PFRDA chief Deepak Mohanty denies guaranteed pension.
PFRDA chief Deepak Mohanty denies guaranteed pension.
Deepak Mohanty, the head of the Pension Fund Regulatory and Development Authority (PFRDA), stated that the PFRDA has no plans to introduce guaranteed pensions. Mohanty, on the other hand, favours giving residents a variety of options so they can combine their finances for their golden years through one such programme or a combination of them all.
“Even while our pension corpus is a huge Rs 9.58 lakh crore in absolute terms, it only accounts for around 3% of GDP. “Our total pension assets, which include pension from APY, EPF, and other sources, do not exceed 16% of GDP, the speaker pointed out.
When this occurs, the World Bank reports that the global average in this area is 29.44%. In fact, the assets of some of the finest pension plans in the world range from 90 to 100% of their GDP.
Guarantees have a price, according to Mohanty, although one with relatively smaller returns. NPS, on the other hand, now offers a good income, with 1-year returns close to 12.57%. Any assurance will undoubtedly undermine this. In a sense, big profits are guaranteed for subscribers who ride out market cycles and remain invested in NPS over the long term, he adds. The minimum assured returns system, which is in the works and is reaching a decision after consultations, he claimed, will not be affected by this.

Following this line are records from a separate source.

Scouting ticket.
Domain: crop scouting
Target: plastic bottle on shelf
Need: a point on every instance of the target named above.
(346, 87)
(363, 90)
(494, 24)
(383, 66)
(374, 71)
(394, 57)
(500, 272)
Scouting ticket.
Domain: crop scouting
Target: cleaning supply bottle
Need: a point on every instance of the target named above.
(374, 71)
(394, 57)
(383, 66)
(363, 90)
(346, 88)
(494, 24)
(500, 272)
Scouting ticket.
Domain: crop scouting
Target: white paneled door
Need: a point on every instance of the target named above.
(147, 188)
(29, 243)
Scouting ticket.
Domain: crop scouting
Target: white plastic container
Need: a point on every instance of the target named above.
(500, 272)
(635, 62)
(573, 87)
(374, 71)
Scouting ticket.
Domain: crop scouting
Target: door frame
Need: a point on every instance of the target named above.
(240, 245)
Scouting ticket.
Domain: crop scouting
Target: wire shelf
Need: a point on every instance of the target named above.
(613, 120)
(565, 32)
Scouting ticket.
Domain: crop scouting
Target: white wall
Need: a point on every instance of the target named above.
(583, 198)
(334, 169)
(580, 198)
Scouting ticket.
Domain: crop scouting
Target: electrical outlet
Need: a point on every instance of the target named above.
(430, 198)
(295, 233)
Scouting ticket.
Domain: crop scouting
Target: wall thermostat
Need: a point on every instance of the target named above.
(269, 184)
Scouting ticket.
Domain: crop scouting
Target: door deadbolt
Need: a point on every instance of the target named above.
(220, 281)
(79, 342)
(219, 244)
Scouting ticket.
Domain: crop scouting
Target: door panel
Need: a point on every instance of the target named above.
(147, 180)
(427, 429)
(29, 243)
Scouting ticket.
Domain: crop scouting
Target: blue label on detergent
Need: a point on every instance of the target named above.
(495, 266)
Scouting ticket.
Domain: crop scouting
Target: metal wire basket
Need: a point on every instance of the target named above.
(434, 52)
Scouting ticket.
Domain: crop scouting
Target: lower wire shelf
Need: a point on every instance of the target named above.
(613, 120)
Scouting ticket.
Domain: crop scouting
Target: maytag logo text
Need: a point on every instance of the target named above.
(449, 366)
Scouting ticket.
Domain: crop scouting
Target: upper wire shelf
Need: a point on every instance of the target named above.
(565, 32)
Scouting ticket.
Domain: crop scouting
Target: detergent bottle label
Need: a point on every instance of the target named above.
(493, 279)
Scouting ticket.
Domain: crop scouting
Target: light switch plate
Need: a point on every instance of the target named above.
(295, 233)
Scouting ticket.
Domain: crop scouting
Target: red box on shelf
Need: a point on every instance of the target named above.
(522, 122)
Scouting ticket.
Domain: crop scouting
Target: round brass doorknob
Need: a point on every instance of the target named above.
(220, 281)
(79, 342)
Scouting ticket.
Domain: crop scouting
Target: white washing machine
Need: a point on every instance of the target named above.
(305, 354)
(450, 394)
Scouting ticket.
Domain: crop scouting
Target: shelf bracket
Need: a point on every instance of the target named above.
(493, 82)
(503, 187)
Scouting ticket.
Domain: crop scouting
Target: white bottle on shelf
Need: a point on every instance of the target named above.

Additionally, unlike with APY, PFRDA would have to provide the necessary funds to provide the guarantee rather than the government. In contrast to NPS, the chairman emphasised the gender balance among Atal Pension Scheme subscribers. According to recent data, enrollments in APY have reportedly been mostly influenced by uptakes in the lowest slab, or Rs 1,000. Additionally, these were initiated by unorganised sector workers, who are mainly between the ages of 21 and 30.
Mohanty underlined how the existing NPS system is developing while acknowledging the severe shortage of pension literacy in India. However, given the job structure in India, where 90% of the population works in the unorganised, informal sector without a stable, reliable source of income, making it mandatory would not be practical.